In all cultures, at all times, a great deal can be learned by looking at what everyone assumes together — left wing, right wing, moderate, libertine, conservative, or anarchist. In our day, virtually everyone assumes the legitimacy of polling as a way of spot-checking what demos, the people, has to say at any given moment.
To make up an example, suppose we learn that three out of ten teenagers have had sex by the time they are fourteen. Conservatives descry it, liberals call for more sex ed, and our responses differ one from another. And sometimes these surface clashes can be quite sharp. Hannity and Colmes can go at it all they like, but underneath it all is what can only be described as profound agreement. Virtually no one says, “How could you know something like that? I don’t believe you.”
But this activity called polling serves a great didactic and manipulative purpose. For example, homosexual activists are still (successfully) circulating the Kinsey howler that ten percent of the population is homosexual, proving, yet again, Mark Twain’s dictum that “the history of our race, and each individual’s experience, are sown thick with the evidence that a truth is not hard to kill and that a lie told well is immortal.”
Polling is represented to us as a means of measuring what the god Demos is thinking, when in reality it is a powerful tool for manipulating what this figurehead Deity is going to do in the future.
Think about it. The basic assumption (question it and you’re an idiot) in modern political campaigns is that Kerry is down in the polls this week, and then Bush is down. The whole thing is treated as a horse race, in which one is ahead and then another, and then, into the backstretch! Neck and neck! Bush caught up! Whoa! Photo finish! We can see the strength of this assumption in this: if Bush were down in the polls by ten percent the week before the election, and then won the election by five percent, the ruling assumption would be that “Bush caught up” and not that the polls are “radically unreliable.”

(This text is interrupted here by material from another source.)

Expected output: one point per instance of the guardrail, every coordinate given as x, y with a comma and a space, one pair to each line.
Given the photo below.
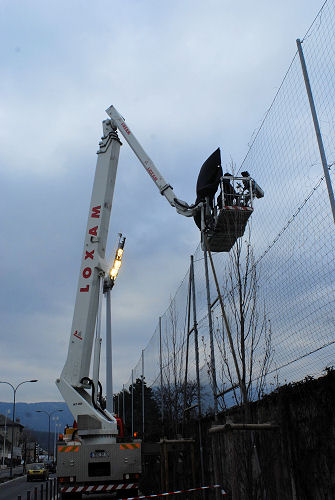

Unlike a horse race, where one horse really is in front of the other one, as all can see, political polling consists of speculation grounded on very small “scientifically selected” sample sizes. In short, you talk to 2,000 Americans and purport tell us what 250 million Americans are thinking. The next week you talk to a different 2,000 Americans, and, son of a gun, there is a ten percent difference in the answers. Then you represent that as an instance of the 250 million changing their minds! Beautiful! Elegantly done! But bogus, of course.
But this speculation (for that is all it is), once accepted by the masses as scientific, is a great way to herd everybody along in the general direction you wish them to go. Polling is less a finely-tuned and calibrated instrument for measuring as it is a cattle prod to keep the voting public mooing contentedly.